But never has it so explicitly formed a precipice. On Sunday night the artist Kae Tempest, whose poetry can also take the shape of albums, novel-writing and a visceral mode of connection, explains what is about to happen. They announce that they have had an extraordinary 48 hours at Other Voices and are offering something up in return: a combination of uninterrupted spoken song and poetry from their life’s archive, new and old, that will take its shape in the moment, accompanied by the composer and violinist Colm Mac Con Iomaire, whom they met this weekend. They dedicate it to Sinéad O’Connor and Shane MacGowan, tell the audience they’ll see them on the other side, and then step off the cliff edge.

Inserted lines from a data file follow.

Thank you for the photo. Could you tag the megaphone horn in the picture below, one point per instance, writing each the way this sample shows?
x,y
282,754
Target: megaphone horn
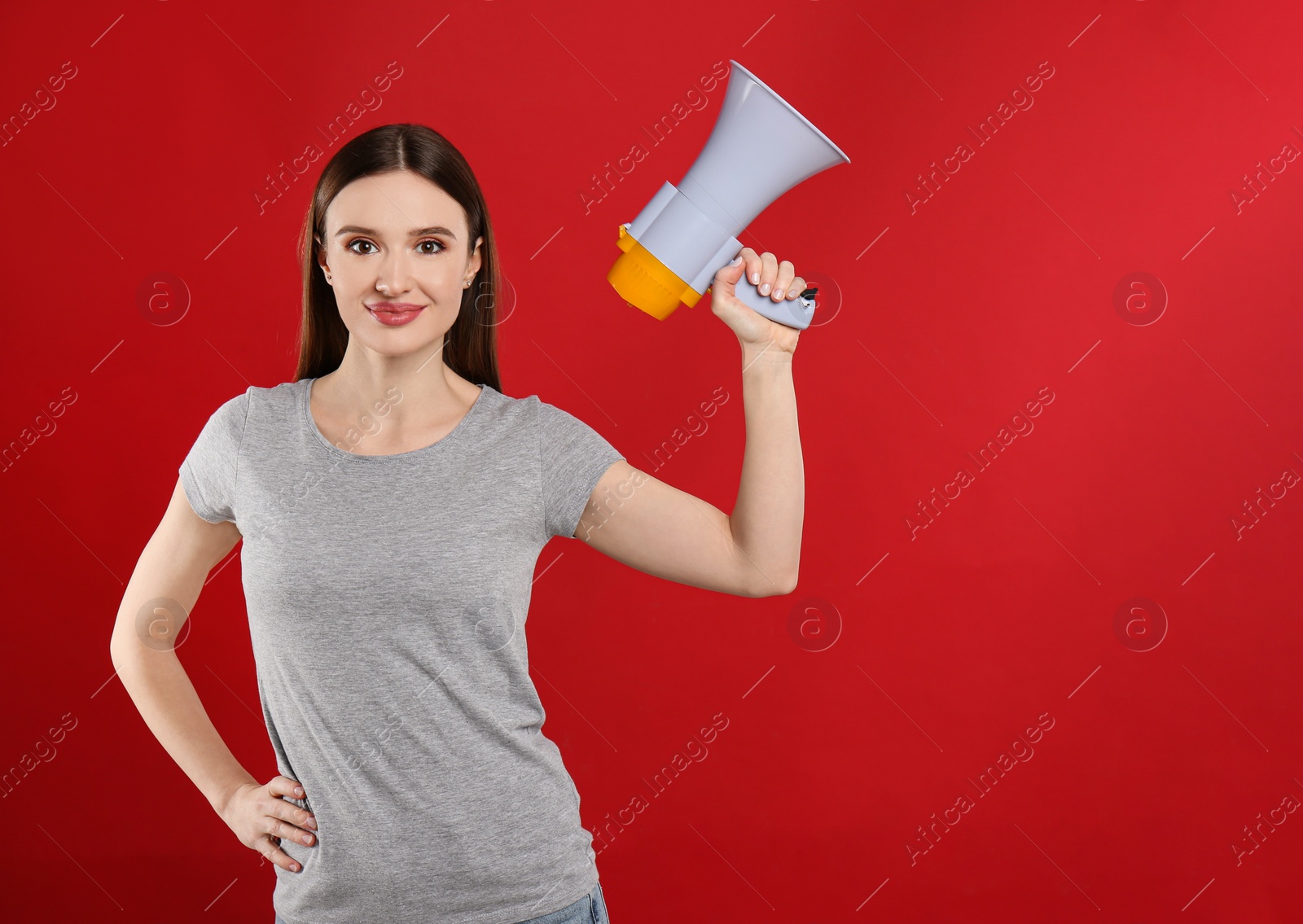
x,y
759,149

It’s a decade since Tempest was presented with the Ted Hughes Award for their long-form poem Brand New Ancients. In the meantime they have awoken in Rick Rubin’s Shangri-La studio to write Hold Your Own and been nominated for the Mercury Prize twice. Here, the tenderness of People’s Faces, from The Book of Traps and Lessons, their 2019 album, and the manifesto-like More Pressure, from the 2022 record The Line Is a Curve, take on new, highly charged meanings.

At moments Tempest balances verbal fragments from different works, tangling and untangling them, as though fastening wood to rope to form a bridge into the unknown. Mac Con Iomaire’s improvised accompaniment tosses feathers to soften the path.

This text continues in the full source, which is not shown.